Geri dönüyorum.

Tuzuma ve özüme, yaralarıma ve gücüme dönüyorum.

O yıkımı toprak bile unutmuş, küllerin üstünde ağaçlar filizlenmiş, yosunlar ve toprak harabeleri yutmuş, halkın ve yönetici koltuğundaki büyükbaşların kan et ve kemikleri toprağı beslemiş. Capcanlı günleri sanki hiç yaşanmamış gibi, sincapların ve kuşların sesi şimdi doğanın yeşiline boyanmış yıkık evlerden geliyor. Meyus ile birlikte artık heykeli her nasılsa kaybolmuş, sadece kaideden ve kaidenin üzerine kanla yazılmış (ve çoktan okunmaz olmuş) müjdelerden ibaret şehrin göbeğinden geçiyoruz. Zamanında birbirine dikerek birleştirip kanla boyadığım o uzun halılar grubunun üstünde çimenler yetişmiş. Bu sefer benim için serilmiş gibi hissettiriyor, bir nebze de olsa dağa olan yolculuğumuzu kolaylaştırıyor.

Gerçi dağa bu gidişim biraz farklı. Almaya değil vermeye, görmeye değil sunmaya gidiyorum; yalvarmaya değil, müjdelemeye, belki de teşekkür etmeye gidiyorum. “Biraz” demek pek olmadı sanırım, bu sıralar konuşmayı da beceremiyorum yazmayı da, kelimeler birbirine giriyor, bazen yazarken kelimeleri atlıyorum, anlaşılmaz hâle geliyorlar, çok sinir bozucu… Meyus’un bunda payı olabilir, malumunuz; Meyus kulağıma küpe, omzuma vatka misali.

“Değiyor değil mi?”

“Değiyor, kesinlikle değiyor.”

Teşekkürün yükü olmamalı. Üstüne bastığı toprağı, yürüdüğü yolu, zor diye suçlamamalı insan. Üstelik de kasten zor olmanın kibri insanlara aitken.
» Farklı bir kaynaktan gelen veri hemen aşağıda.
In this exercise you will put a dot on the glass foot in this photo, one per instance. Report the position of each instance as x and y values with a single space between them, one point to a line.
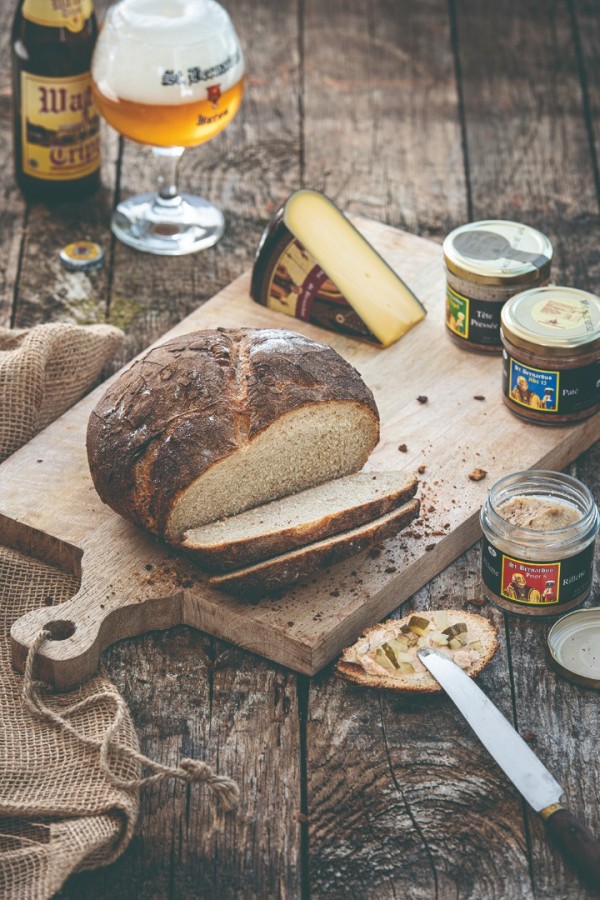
174 227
Kimi kel, kimi kıvırcık, kimi röflesini yeni yaptırmış ağaçların pedikürsüz köklerine takılmadan yukarı, daha yukarı tırmanırken mezuniyet konuşmamı tekrar ediyordum. Meyus da sağ olsun bana yardım ediyordu.
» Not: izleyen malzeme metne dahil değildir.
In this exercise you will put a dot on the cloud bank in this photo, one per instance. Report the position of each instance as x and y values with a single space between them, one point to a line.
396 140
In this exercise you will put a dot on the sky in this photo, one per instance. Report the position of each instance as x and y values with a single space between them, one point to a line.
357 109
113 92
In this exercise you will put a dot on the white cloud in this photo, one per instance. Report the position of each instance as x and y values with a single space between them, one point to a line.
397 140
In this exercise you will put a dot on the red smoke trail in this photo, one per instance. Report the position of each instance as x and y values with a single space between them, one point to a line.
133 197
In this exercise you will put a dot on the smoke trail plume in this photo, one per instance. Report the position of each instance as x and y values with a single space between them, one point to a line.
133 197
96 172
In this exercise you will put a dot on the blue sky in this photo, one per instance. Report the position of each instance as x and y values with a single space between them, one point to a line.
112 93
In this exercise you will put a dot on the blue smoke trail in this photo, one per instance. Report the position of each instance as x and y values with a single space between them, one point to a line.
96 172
“Kimse senden sıkıcı bir konuşma dinlemek istemiyor ki. En maskara hallerini biliyorlar zaten. Bence samimi ol, doğaçla gitsin. İlk okul münazarası gibi bu ne lan? Şimdi de 2-K sınıfından…”

İçinde “rimel” kelimesi geçen berbat bir espri yapmamak için dilimi ısırdım.

“’Sayın’ diye hitap ederek başlamayayım mı yani?”

“Oldu olacak ‘Pek muhterem efendiler’ diye başla, zaten yeteri kadar utanç verici bir konuşma hazırlamadın mı niye daha da bokunu çıkarmaya çalışıyorsun ki? Hem, yakardığın şey ya da ‘şeyler’ tanrı mı ki?”

Sanki hayatım boyunca bu soruyu beklemiş, bu konu hakkında yıllarca ıssız bir yamaçta yalnız başıma meditasyon yapıp ruhanî bağlarımı güçlendirerek hazırlanmış gibi bir ciddiyetle cevap verdim;

“Tanrı neye denir Meyus? Sen tam olarak neye tanrı diyorsun mesela? Yargılamıyorum elbette, gerçekten merak ettiğim için soruyorum. Medet umduğun; sevgiyi, nefreti ve korkuyu beslemeye ihtiyaç duyduğun şeyin gerçekten var olmasa bile senin için var olduğunu yani onu mecazen kendi ellerinle yarattığını, ve o andan itibaren yarattığın o hisler bütününün senin tanrın olduğunu kabul etmen gerekir. Ya da en azından benim için öyle; ben karşılıksız hisler bütününe Tanrı diyorum.”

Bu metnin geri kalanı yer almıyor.